USA Today started the conversation about 9-1-1's deadly flaw.

In emergencies people are using their cell phones to call for help.

But in several cases their exact location can't be pinpointed.

And the consequences are lethal.

St. Joseph county uses a similar system for their emergency services call centers.

While the current system has been reliable, dispatchers are still depending on callers to pinpoint exact locations.

Accuracy

With a push of a button phone apps like Facebook and Twitter can track your location in moments.

Your local emergency call center's technology can take anywhere from seconds to minutes—and sometimes not at all.

“You can't count on us to know precisely where you're at,” said Todd Geers, executive director of public safety communications in St. Joseph County. “Even if it's the greatest and latest cell phone it's still going to be 60 feet from where you're at.”
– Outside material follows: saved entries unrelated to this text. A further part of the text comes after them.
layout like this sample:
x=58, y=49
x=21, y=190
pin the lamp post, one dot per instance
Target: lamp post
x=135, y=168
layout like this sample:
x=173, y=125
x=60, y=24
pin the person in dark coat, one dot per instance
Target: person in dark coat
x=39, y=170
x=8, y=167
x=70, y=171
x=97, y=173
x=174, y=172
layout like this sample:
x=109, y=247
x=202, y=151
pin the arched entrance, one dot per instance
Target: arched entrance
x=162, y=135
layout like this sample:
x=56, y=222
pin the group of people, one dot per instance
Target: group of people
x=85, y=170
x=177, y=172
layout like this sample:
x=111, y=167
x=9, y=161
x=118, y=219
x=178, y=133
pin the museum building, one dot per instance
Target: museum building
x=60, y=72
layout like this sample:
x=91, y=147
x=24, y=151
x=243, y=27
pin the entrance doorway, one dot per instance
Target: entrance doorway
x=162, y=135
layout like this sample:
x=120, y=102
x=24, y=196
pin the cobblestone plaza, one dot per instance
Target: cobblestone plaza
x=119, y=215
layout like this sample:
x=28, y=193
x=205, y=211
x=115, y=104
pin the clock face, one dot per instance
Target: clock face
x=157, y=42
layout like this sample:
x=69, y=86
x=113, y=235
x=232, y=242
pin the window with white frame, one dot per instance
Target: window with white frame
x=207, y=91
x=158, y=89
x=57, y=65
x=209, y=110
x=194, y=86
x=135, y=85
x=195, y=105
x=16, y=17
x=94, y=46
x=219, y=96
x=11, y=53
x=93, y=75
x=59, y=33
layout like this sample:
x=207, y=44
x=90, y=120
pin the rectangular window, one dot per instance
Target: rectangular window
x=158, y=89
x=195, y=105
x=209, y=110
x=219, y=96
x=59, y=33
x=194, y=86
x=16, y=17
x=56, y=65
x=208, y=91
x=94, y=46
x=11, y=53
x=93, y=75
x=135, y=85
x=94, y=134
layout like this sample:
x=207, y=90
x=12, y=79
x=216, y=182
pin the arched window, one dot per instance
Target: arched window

Dialing 9-1-1 today routes calls through the nearest cell tower to the public safety access point in the area.

The call center will pick up information about the tower and then send a signal back to the tower requesting the caller's location.

Most times the information sent back are the longitude and latitudes of a caller on average within 30 meters of their location.

But sometimes the signal fails.

“You still see it where it hits off the cell tower and it never updates so it's imperative the caller knows where they're at.” said Geers.

If the nearest cell tower is in another county, the signal hit could send a location even further from the caller.

“It very well could go to the public safety access point (PSAP) or 911 center [in another county],” said Geers. “The dispatch center would just transfer it to the other PSAP.”

In the past emergency dispatch services could locate a person calling from a LAN line immediately because the number is registered to a permanent location.

Today, fewer calls are coming from home phones.

“Most dispatch centers process 70 percent or higher from 9-1-1 calls by cell phones,” said Geers.

Consolidation

Fewer LAN lines are also costing county services.

Phone service providers (LAN and wireless) are required by law to attach a 9-1-1 surcharge to their users.

Indiana's rate is $0.90 cents per service and those fees are processed through the state.

“The state office manages the 9-1-1 fees and it disperses the money to counties like ours to pay for the 9-1-1 operations.” Geers said.

St. Joseph County downsized from four PSAPs to two in December—one in South Bend and the other in Mishawaka.

The cost to keep all four running was too costly for the county.

“Each one has a $2 million computer-aided dispatch (CAD) and a $6 million radio and a $1 million phone system and if you add that up times X number of dispatch centers, it's very expensive,” said Geers. “So the money that's coming in comes in from you LAN line and cell phone.”

So fewer phone lines mean more cuts to emergency services.

“The state is losing a lot of their traditional 9-1-1 fee revenue that they disperse to the counties,” said Geers. “It's a smart move to force the counties to consolidate so everybody can operate off one system.”

Less isn't necessarily a bad thing according to Geers.

He believes the current system is powerful enough to support the entire county.

“There are states that operate off one CAD so why can't one county work off one CAD?” asked Geers.